だからしばらく禁欲してるのも、ある意味鷺沼への償いだ。別れて直ぐに遊び歩いてたら、鷺沼も気分悪いだろ。悩める俺の隣で、ニヤニヤとやに下がった顔で幸せオーラを撒き散らす男を睨んだ。
実際篤哉がこんなに鬱陶しい奴だと思わなかった。相手がいくら俺の弟とは言え、いや弟だからダメなのか、篤哉の口から理玖の可愛さを聞かされるこっちの身にもなって欲しい。
「おい、こいつどうにかしてくれよ。」
呆れた壱太に、俺は肩をすくめて言った。
「俺にもどうにもならないよ。こいつはもう拗らせ切った初恋に有頂天だから。」
初恋?と驚く壱太に篤哉はにんまり笑うと言った。
「俺、理玖が生まれた時、可愛くて可愛くてしょうがなかった。でもそうだなぁ、小学4年の時に本当に、あぁ大好きだなぁって思ったよね。
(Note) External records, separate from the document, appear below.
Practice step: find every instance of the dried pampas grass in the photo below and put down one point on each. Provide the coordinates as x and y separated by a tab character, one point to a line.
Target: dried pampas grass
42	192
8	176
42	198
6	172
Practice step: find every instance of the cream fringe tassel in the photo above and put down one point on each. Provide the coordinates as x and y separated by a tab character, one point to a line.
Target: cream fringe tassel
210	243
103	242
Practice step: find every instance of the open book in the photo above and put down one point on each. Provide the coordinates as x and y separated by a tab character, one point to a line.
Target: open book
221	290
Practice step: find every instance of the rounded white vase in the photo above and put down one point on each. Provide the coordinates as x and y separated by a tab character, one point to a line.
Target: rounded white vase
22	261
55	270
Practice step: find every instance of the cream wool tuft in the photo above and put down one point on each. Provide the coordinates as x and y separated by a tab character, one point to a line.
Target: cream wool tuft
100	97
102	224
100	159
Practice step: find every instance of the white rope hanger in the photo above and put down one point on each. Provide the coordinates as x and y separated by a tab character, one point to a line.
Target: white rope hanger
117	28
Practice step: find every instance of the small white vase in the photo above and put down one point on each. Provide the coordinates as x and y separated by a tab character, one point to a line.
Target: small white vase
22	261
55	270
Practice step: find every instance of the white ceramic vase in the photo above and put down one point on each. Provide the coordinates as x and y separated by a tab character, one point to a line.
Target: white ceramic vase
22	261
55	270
あれってやっぱり初恋だよなぁ。
ちょっと理玖が幼過ぎて、俺世間的にやばいやつになりそうだったからマジで悩んだけど。でも運命の番なら当然だったんだ。」
俺たちはうっとりと話す篤哉に呆れて、はいはい、そーですかって笑った。すると黙って聞いていた蓮が言った。
「案外子供の頃の気持ちって、大人になっても残ってるもんじゃないの?それに気づかないこともあるかもしれないけどね。」
そういえば蓮には、本命がいるんだって思い出した。でもそのことを直接聞いてるのは俺だけかもしれなかったから、皆の前では突っ込めなかった。その時、壱太が俺に尋ねた。
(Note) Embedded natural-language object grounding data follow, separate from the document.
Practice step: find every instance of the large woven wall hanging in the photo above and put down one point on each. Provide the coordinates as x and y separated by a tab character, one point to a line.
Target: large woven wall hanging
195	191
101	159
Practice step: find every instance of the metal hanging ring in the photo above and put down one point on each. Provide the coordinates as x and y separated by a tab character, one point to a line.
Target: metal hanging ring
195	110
「…お前鷺沼先輩とセフレ解消したの?なんか鷺沼先輩が、めっちゃ落ち込んでるって噂で聞いたんだけど。それでお前も、最近大人しくしてるわけ?」
「振ったというか、振られた?本気になられても、俺はそんなつもりないから、関係続けるのは難しいだろ?鷺沼がもう辛いって言うからさ。…俺ってまだ人を好きになったことないかもなぁ。
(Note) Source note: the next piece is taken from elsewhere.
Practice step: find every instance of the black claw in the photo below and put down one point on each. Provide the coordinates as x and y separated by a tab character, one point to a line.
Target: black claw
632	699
篤哉の好き好きって邁進してるの見てると、ある意味悩みが無さそうで羨ましいよ。壱太はまだ遊び歩くんだろ?蓮、蓮は高校生の恋はどういう予定な訳?」
俺が蓮に尋ねると、蓮は俺を見つめて黙り込んでいたけれど、ボソっと言った。
「…俺?俺は絶対逃すつもりはないよ。」
そう言った蓮に壱太と篤哉は凄い盛り上がってた。でも俺は何だか、さっきの蓮の眼差しにちょっとゾクゾクして、親友に邪な感情を一瞬でも感じるなんてやば過ぎだと反省していた。
あー、そろそろ禁欲解禁しなくちゃな。そうしないと俺、親友襲っちゃいそうだ。